Теперь несколько слов о том, почему именно

эти

работы включены в эту книгу. Большинство из них

прямо

связано с темой «новое видение русской истории». Однако две внешне выбиваются из этого ряда. Речь идет о политико-антропологическом очерке, посвященном Карлу Шмитту, и об эссе «Русский Гамлет». В первом случае взят немецкий материал, но поставлен он в русский контекст, в контекст русского морального и историософского вопрошания (хотя в XX в. русский и немецкий контексты нередко наплывали друг на друга или были просто схожи…). Что касается «Русского Гамлета», то это одновременно и ностальгическое воспоминание о моем учителе и друге Николае Никаноровиче Разумовиче, и рассуждение о герое нашего времени, о новом русском социально-психологическом типе, явившемся на смену «лишнему

человеку». То есть в конечном счете это тот самый опыт персоналистской историософии, к созданию которой призывает автор этой книги.

Русская мысль, Система русской мысли и Русская Система (опыт критической методологии)

Философия — отыскивание

сомнительных причин в

обоснование того, во что

веришь инстинктивно.

Олдос Хаксли

Философия — это усилие,

связанное с проверкой всех

очевидностей.

Лешек Колаковский

Кроме нашего знания, мы все

же ничего не имеем, с чем

можно было бы сравнить

наше знание.

Иммануил Кант

Русская философия ведет постоянную

борьбу с кантианством.

Семен Франк

В конце концов нам ничто не

мешает отказаться от

философии ради истины.

Семен Франк

I

Девяностые годы — что бы там ни было — останутся в истории временем возвращения и возрождения десятков и десятков имен отечественных мыслителей и ученых. Радикальное пополнение нашего интеллектуального, нравственного и эстетического оборота наконец-то дает возможность представить себе русскую культуру и науку в более или менее полном объеме и истинном виде. То, что в недавнем прошлом было доступно относительно узкому слою интеллигенции, что было своеобразным эзотерическим знанием этого слоя и знаком принадлежности некоему сообществу посвященных, что, как правило, доставалось из-под полы и составляло идеологическую надстройку в структуре социального дефицита (базис, понятно, формировался из ценностей материальных), стало ныне достоянием общества. И не просто достоянием, а очень и очень заметным фактом общественного сознания.

В первую очередь это касается русской мысли, которую выпустили из-под запрета спецхранов, там и самиздатов. Которая ныне — на воле и в центре внимания. Более того, ей даже удалось потеснить литературу, в результате чего возникла принципиально новая для нашей культуры ситуация.

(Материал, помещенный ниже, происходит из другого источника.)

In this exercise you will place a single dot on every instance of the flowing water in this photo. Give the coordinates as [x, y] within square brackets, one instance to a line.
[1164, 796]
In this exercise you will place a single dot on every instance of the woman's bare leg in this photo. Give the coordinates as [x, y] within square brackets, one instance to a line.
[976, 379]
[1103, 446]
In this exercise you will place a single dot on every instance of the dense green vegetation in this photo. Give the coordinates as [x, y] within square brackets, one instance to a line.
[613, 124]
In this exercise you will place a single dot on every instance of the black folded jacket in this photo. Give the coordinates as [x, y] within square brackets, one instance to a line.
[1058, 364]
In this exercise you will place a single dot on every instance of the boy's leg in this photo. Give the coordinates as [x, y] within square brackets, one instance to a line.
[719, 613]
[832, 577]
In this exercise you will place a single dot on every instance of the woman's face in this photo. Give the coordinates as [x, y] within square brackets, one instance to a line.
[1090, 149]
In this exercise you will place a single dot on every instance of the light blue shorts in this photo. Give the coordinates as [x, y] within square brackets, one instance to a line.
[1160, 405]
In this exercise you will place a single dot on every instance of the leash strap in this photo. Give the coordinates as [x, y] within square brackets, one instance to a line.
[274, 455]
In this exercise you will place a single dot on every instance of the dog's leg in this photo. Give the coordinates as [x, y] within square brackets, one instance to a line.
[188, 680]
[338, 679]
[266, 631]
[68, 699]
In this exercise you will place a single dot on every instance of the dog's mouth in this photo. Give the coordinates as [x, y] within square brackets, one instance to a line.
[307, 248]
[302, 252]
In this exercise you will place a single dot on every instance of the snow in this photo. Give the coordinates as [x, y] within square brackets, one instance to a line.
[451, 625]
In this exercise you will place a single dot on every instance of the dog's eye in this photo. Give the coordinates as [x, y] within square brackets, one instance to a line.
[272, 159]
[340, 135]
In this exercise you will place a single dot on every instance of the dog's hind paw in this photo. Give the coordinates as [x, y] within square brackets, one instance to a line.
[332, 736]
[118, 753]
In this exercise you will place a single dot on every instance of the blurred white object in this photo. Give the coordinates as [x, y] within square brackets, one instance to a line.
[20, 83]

Начался постепенный отход от традиционной (двух последних столетий) литературоцентричности.

Русская мысль перешла во фронтальное наступление и … обнаружила свое бессилие и никому-не-нужность. Парадокс:

такие

ожидания, надежды, обещания.

Такой

восторг при встрече…

И ничего не случилось. То ли спрос превысил предложение, то ли предложение оказалось не по зубам. Именно это прежде всего и хотелось бы выяснить. То есть: 1) почему русское общество не сумело прочесть, т. е. усвоить и освоить, русскую мысль; 2) почему русская мысль не смогла стать «живой водой» для русского общества; 3) что же все-таки может дать нам сегодня русская мысль, иными словами, зачем и для чего она?